Loads of A&R people were coming to our shows and flirting with the idea of signing us for a long time, and things sort of peated out over time a little bit. It wasn’t until we were on tour supporting Swim Deep many moons ago, around three years ago, Jamie (Oborne, Dirty Hit Records) came to see us in Cambridge and we went and had a really shit Mexican meal, and he said he’d sign us the next day. We desperately needed a record label and wanted to put out an album. He literally did it, he came to the pub the next day with the contract.
Talking of being up and coming and contemporary, you’ve provided songs for recent film soundtracks such as T2 Trainspotting and Ghostbusters, how did you get involved with that? Both are quite different films so I think it really showcases the diversity of your music and how versatile it is.
The Trainspotting thing was literally overnight. They asked us while I was asleep, I woke up and watched the trailer and we were in it, and I didn’t even know it was going to happen, so they must have spoken to our manager and just asked to use it. So that was pretty amazing, and I think that was their creative team asking if they could use it. It’s also used at the end of the film. The Ghostbusters one, we wrote a song directly for a specific scene in which it would be used on the radio whilst the characters were doing something, and it had to be a song about ghosts. It ended up just on some soundtrack with Fall Out Boy, but it’s out – we have a song about ghosts. We literally wrote it with that scene in mind.
it feels like the young generations are standing up for what they believe in
In other areas of what’s going on at the moment, I’ve noticed you’ve been involved with politics over the last year, for example your involvement with Labour’s General Election campaign, Bands4Refugees – I’d imagine that these must be some of your proudest moments, and cement the idea of youth involvement in politics, what made you get into all that?
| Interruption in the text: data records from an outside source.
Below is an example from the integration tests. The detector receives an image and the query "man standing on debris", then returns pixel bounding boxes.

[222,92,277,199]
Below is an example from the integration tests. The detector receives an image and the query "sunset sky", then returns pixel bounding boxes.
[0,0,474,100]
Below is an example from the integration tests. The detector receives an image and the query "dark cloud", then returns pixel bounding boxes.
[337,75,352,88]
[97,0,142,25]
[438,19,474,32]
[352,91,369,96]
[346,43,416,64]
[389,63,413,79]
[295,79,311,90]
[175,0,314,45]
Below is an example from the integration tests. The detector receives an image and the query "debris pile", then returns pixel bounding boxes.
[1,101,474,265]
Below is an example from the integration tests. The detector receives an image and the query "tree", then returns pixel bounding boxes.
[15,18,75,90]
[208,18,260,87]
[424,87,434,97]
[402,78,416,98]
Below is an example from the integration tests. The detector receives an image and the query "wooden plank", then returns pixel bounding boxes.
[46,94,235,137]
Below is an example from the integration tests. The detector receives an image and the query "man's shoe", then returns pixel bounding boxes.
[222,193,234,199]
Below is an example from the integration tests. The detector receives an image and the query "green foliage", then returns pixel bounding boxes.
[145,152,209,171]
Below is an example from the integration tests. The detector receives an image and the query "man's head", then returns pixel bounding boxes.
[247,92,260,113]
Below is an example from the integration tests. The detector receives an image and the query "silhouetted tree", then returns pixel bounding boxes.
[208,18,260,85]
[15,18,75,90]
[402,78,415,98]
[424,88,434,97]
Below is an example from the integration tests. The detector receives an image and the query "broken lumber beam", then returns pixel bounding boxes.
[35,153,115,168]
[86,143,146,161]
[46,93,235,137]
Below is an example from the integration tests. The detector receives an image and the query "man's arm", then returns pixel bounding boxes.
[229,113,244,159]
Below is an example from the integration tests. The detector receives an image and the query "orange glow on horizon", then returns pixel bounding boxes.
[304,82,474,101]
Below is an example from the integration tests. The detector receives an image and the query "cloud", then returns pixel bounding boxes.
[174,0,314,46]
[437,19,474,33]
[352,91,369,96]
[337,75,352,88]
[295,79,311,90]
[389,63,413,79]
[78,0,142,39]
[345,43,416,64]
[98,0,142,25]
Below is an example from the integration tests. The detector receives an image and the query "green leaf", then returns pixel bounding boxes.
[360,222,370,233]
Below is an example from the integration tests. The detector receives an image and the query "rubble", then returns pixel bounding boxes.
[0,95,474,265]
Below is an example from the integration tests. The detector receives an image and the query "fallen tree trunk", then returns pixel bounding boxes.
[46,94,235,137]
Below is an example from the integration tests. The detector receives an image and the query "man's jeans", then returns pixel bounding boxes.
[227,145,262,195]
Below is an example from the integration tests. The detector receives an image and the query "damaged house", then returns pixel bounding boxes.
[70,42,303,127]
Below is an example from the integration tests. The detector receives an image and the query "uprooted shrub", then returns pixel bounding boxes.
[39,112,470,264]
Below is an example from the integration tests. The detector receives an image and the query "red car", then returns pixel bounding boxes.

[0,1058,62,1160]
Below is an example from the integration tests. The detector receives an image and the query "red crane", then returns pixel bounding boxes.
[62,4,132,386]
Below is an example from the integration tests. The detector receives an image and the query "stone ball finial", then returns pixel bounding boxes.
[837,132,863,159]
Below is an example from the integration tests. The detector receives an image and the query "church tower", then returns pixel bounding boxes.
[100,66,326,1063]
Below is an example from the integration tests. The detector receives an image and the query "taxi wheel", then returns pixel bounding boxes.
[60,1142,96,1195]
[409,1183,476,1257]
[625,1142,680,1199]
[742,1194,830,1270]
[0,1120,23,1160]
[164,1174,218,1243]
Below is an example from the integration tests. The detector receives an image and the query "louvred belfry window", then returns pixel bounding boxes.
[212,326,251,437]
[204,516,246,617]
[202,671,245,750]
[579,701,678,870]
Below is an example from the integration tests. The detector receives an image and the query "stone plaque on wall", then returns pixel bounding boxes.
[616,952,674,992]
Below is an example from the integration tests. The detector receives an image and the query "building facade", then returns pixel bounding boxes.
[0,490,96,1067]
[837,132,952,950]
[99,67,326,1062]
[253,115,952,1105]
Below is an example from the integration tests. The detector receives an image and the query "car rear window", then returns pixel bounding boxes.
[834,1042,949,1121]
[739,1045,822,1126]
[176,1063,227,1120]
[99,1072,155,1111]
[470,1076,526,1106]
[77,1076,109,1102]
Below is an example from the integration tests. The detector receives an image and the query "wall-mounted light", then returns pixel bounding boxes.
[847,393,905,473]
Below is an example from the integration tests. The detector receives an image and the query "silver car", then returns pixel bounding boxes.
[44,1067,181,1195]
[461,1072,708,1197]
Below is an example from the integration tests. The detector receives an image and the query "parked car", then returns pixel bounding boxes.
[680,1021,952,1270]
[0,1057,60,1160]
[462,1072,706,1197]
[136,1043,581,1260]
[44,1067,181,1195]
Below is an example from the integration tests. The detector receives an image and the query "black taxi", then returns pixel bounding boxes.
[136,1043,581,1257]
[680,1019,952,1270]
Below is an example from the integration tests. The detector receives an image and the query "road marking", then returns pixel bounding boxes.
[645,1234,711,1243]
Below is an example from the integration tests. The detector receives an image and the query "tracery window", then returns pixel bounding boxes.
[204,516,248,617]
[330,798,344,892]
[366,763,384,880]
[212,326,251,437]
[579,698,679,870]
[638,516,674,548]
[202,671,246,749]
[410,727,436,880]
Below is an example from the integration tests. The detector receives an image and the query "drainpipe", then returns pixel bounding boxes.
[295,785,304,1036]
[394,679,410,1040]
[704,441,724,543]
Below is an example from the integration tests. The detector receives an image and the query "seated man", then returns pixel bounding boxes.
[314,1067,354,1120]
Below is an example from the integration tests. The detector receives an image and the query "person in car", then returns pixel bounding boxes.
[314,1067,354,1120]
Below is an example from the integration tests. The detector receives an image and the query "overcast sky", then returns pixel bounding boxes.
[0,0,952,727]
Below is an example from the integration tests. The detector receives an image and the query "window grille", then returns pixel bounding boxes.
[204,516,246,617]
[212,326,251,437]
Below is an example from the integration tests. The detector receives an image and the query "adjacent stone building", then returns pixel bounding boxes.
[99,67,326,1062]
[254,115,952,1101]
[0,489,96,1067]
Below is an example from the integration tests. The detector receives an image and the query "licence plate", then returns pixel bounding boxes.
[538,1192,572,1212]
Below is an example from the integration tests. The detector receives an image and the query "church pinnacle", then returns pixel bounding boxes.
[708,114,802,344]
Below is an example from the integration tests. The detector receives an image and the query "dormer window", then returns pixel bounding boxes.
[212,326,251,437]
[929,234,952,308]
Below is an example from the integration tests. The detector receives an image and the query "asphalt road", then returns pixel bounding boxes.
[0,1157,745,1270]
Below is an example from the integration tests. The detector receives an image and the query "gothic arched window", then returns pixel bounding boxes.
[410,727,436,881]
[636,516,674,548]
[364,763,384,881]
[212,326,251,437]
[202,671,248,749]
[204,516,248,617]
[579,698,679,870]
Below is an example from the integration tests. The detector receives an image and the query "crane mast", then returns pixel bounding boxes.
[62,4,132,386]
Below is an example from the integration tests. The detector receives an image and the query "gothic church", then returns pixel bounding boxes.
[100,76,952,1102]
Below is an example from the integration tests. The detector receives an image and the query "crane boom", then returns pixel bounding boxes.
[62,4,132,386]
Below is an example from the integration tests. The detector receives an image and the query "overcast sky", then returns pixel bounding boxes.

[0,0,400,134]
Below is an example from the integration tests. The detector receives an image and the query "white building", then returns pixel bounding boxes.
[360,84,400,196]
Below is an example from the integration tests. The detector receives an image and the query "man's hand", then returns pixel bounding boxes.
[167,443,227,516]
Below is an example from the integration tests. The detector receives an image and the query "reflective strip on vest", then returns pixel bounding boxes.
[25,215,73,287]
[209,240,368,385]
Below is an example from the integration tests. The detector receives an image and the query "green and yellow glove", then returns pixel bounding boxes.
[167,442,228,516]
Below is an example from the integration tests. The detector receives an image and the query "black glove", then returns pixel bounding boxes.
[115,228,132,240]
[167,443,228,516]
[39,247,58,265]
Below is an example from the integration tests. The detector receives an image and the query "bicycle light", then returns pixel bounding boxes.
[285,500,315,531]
Definitely. It’s quite a polarised time, politically. It feels quite black and white. We’ve all, as a band, grown a bit older in the public eye, we’ve gone from being about twenty to twenty-five, and you mature and hone your interests and find out what you really believe in in life. With things such as Brexit happening, such vast, seismic changes to a country, and people not having the right information at the time mean a lot of people look to social media as their news outlets, which is a bizarre concept, but it’s happening. Knowing that you have X amount of people following you on Twitter or Instagram it felt like an important thing to do, talk about something that the four of us believed in. Unfortunately, the Labour Party didn’t win the election but there was a massive shift, and it feels like the young generations are standing up for what they believe in and being truly represented by a pretty good Labour leader, in my opinion.
I think that’s quite a spark which seems to have come out of it, that it seems to have made everyone wake up and realise that young people are definitely on it, and a positive note to end on – to finish off, if I could just quickly ask if there are any releases, other than your own, that you’re excited for?
I’m currently listening to that Superfood album, Bambino, and I’m really excited about a band called the 404guild who are coming out of South London, they’re amazing.
As the interview draws to a close, I wish Theo all best with the album and his trip to Paris, and thank him for his time, to which I am met with an equally thankful response. Wolf Alice are back, maturer and more confident than before, ready to present their second record and calmly enjoy the build-up to one of the year’s most anticipated releases from one of North London’s most energetic groups.
Wolf Alice’s second album, Visions of a Life, is out September 29th.